L. salivarius CTC2197 seems to function through competitive exclusion to reduce
Salmonella Enteritidis colonization in laying chickens (
65). Although the competitive exclusion properties of probiotics have been studied and tested
in vitro, their applicability and efficiency in colonization resistance to gut pathogens in chicken models are yet to be established. The most efficacious competitive exclusion products are complex bacterial mixtures derived from the ceca of healthy birds. Such products are difficult to standardize and quality control and, hence, are not acceptable in some markets. It would be desirable to find defined probiotic strains of bacteria that could perform as well as some of the undefined competitive exclusion products in reliably excluding foodborne pathogens and, thus, improve food safety in layers.
Bacterial metabolites.
Probiotics produce a range of metabolites that include SCFAs, indole, tryptamine, bacteriocins, and vitamins (
Table 1). The three most common SCFAs produced by gut microbiota are propionate, butyrate, and acetate. The SCFAs are an important energy source for enterocytes and induce the production of host AMPs. The AMPs are produced as a result of binding of SCFAs to G protein-coupled receptors (e.g., GPR41 and GPR43) to stimulate β-defensins and RegIIIγ (
66). Propionate can restrict the growth of
Salmonella Typhimurium through the disruption of intracellular pH homeostasis (
67). SCFAs inhibit the growth of
Salmonella when present in the dissociated form. For example, in a coculture at pH 5.8, SCFAs inhibited the growth of
Salmonella Enteritidis (
68). SCFAs also modify the expression of
Salmonella virulence genes. For example, the expressions of SPI1 gene regulators (
hilA,
hilD, and
invF) in
Salmonella Typhimurium were significantly reduced by propionyl-coenzyme A (propionyl-CoA), a product of propionate metabolism (
69).

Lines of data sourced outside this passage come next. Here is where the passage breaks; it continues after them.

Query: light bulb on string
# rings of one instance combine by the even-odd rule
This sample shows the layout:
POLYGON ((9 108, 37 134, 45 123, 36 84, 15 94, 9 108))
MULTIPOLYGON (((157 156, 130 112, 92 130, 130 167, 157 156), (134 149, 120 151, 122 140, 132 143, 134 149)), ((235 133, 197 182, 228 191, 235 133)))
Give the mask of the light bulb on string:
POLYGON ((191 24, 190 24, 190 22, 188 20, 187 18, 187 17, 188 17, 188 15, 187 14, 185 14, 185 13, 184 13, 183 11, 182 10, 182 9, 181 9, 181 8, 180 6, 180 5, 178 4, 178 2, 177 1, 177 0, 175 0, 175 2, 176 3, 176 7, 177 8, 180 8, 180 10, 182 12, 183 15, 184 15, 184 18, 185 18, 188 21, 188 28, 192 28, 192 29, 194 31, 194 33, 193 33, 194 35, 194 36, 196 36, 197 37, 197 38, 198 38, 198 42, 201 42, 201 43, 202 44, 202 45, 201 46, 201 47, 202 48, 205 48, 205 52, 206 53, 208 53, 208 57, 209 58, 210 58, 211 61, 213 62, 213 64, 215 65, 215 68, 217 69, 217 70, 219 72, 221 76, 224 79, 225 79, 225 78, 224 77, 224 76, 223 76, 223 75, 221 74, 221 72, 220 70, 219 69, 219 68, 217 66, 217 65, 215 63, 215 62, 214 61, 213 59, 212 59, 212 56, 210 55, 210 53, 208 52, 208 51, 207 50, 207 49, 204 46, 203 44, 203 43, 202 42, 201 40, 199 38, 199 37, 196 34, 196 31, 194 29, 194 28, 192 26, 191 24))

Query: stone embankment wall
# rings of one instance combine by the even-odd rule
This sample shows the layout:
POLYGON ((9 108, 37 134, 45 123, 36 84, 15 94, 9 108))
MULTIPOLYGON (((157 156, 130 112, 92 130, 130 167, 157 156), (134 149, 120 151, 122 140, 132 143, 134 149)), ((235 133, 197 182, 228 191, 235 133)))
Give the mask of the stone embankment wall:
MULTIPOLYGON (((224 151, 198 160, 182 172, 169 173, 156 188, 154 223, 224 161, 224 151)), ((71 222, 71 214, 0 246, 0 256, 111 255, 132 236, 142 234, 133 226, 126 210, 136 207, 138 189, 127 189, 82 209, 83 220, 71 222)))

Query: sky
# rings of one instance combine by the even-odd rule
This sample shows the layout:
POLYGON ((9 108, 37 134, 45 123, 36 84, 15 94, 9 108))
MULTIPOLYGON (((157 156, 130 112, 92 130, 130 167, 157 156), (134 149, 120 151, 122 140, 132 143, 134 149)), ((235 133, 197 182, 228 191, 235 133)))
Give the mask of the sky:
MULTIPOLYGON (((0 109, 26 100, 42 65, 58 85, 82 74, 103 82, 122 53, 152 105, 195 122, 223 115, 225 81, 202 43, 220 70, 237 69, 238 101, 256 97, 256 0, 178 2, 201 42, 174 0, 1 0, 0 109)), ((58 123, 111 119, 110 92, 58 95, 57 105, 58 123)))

As a range of microbes produce SCFAs, we suggest that further investigation of the efficacy of specific probiotic strains for production of gut metabolites in the presence and absence of pathogens would be desirable.

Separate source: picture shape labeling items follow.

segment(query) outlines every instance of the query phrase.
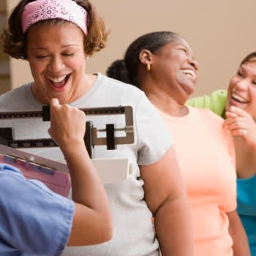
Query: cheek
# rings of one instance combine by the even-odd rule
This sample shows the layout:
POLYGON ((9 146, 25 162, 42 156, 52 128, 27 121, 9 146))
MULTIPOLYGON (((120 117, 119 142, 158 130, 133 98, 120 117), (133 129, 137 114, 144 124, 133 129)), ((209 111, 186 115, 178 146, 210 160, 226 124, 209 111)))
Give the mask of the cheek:
POLYGON ((45 69, 45 65, 33 61, 29 61, 29 66, 33 76, 39 76, 45 69))

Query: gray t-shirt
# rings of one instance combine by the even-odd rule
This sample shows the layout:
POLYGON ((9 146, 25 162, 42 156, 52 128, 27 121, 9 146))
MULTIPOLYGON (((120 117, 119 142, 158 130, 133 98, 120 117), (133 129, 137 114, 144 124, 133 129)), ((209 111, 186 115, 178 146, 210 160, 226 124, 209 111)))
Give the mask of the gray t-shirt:
MULTIPOLYGON (((128 180, 118 184, 105 185, 113 219, 112 240, 96 246, 67 247, 63 255, 159 255, 152 214, 143 200, 143 181, 138 178, 138 165, 150 165, 158 161, 172 145, 157 111, 142 91, 100 73, 97 74, 97 79, 90 91, 70 105, 78 108, 132 107, 135 143, 118 145, 116 150, 107 150, 105 146, 96 146, 94 153, 95 158, 129 158, 134 171, 128 180)), ((40 110, 41 108, 42 105, 31 93, 31 83, 0 96, 1 112, 40 110)), ((105 116, 100 118, 89 116, 86 120, 91 120, 97 128, 105 128, 108 123, 124 126, 124 119, 118 116, 105 116)), ((15 139, 49 138, 47 132, 49 122, 42 122, 40 118, 1 120, 1 127, 15 127, 15 139)), ((59 148, 26 151, 57 161, 64 159, 59 148)))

Mechanisms of action of prebiotics.
Prebiotics in feed specifically alter the abundance of bacteria within the gut microbiota. The action of prebiotics is exerted via these altered bacterial populations and the metabolites that are produced (
Fig. 4). Therefore, we have avoided writing subsections on the mechanisms of action of prebiotics.
As nondigestible by host enzymes, the prebiotics reach the lower gut where they are available to the resident gut microbiota as nutrient. Genomic analysis of bifidobacteria and lactobacilli shows carbohydrate metabolic gene repertoires that are involved in fermentation (
73). Fermentation releases sugars and SCFAs that lower the gut luminal pH (
Fig. 4). Applying these mechanisms, xylo-oligosaccharides increase the number of lactobacilli in colon and
Clostridium cluster XIVa in ceca (
74). To enhance the growth of certain gut microbial community members, prebiotics act as a carbon and energy source for the growth of microbes, such as
Bifidobacterium longum,
Bifidobacterium adolescentis,
Lactobacillus fermentum, and
Lactobacillus brevis (
75). Certain prebiotics inhibit the growth of pathogens in the gut by manipulating the mechanisms of pathogenicity. For example,
Salmonella can bind to mannose via type 1 fimbriae, leading to colonization inhibition (
76). The competitive exclusion is mainly achieved through the increased population of resident gut microbiota by saturating the available receptors on enterocytes; however, this property of the prebiotics has not been thoroughly investigated. Research is needed to understand the role of prebiotics in the development, composition, and diversity of microbial communities in different segments of the gut (including crop and gizzard) in the presence of pathogenic bacteria, as the current notion is that prebiotics are fermented mainly in ceca and colon. Research in laying chickens has confirmed that prebiotics possess immunomodulatory properties (
Table 3) and may increase calcium transport in the gut for improving egg quality (
77). Future research should focus on investigating the hypothesis that prebiotics improve shell quality and cuticle cover through the modulation of gut microbiota for increased mineral transport.